What's the future for chiropractic inclusion in hospitals? A survey of 240 hospital chiefs conducted by the consulting firm CampbellWilson of Dallas, Texas, gives these figures:
  • 25% said they plan to add some form of alternative health care within the next 12 months.

  • 35% plan to offer "holistic medicine."

  • 16% plan to offer chiropractic.

  • 9% plan to offer biofeedback.

The hospital chiefs were not optimistic about health care in general:
  • 38% said they would not recommend health care as a career to high school or college age students.
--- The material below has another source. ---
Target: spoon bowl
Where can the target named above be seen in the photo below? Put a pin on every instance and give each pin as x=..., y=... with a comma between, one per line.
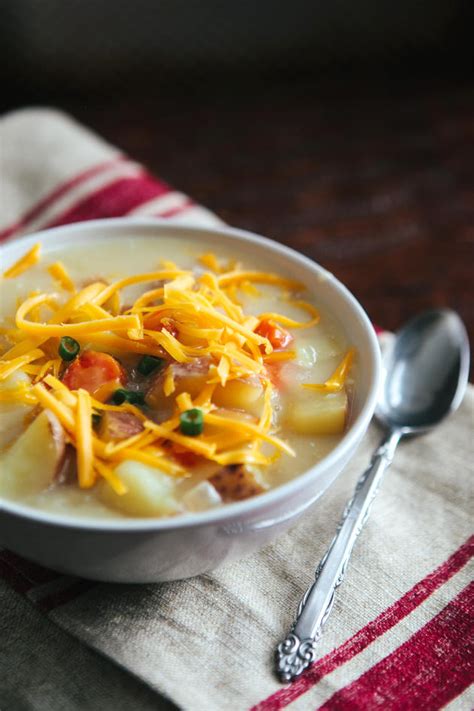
x=426, y=371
  • 65% claimed that a decrease in Medicare and Medicaid reimbursement was a principal concern.

"Health care executives are being asked to do more with less, and the pressure is taking its toll," observed Dana Wilson, a senior partner of CampbellWilson. Wilson noted, however, that hospital administrators see the services of complementary and alternative medicine practitioners as a possible way to make up for the revenues they expect to lose under the new Medicare Outpatient Prospective Payment System (OPPS).

The OPPS is widely viewed with disfavor by administrators: 80 percent indicated they expected to lose revenue under the OPPS; 75 percent said they expected OPPS losses to be greater than five percent; and 39 percent estimated losses would be greater than 10 percent.